Vicki Goetze-Ackerman (born October 17, 1972) is an American professional golfer.

Goetze was born in Mishicot, Wisconsin. Living in Hull, Georgia, she was voted "Player of the Year" from 1988 to 1990 by the American Junior Golf Association. In 1989 she was still only 16 years old when she defeated Brandie Burton to become the third youngest winner in the history of the U.S. Women's Amateur at the Pinehurst Country Club, in Pinehurst, North Carolina.
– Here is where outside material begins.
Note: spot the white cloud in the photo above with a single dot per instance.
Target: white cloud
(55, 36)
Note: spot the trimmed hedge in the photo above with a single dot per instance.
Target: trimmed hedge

She was named the 1989 Titleist/Golfweek Amateur Player of the Year.

Enrolled at the University of Georgia, in 1992 Goetze was the NCAA golfing champion. That year she defeated Annika Sörenstam to win her second U.S. Women Amateur becoming the first teenager to ever hold both the NCAA and U.S. Women's Amateur championships simultaneously. She was a member of the U.S. Curtis Cup team and the U.S. team at the 1990 and 1992 Espirito Santo Trophy. In 1991 and 1992 she earned her second and third Titleist/Golfweek Amateur Player of the Year award. She was awarded the Honda-Broderick Cup in 1992, recognizing her as the National Player of the Year and was also named the National Player of the Year in 1993 by the National Golf Coaches Association. Goetze was also honored as an All-American in 1992 and 1993.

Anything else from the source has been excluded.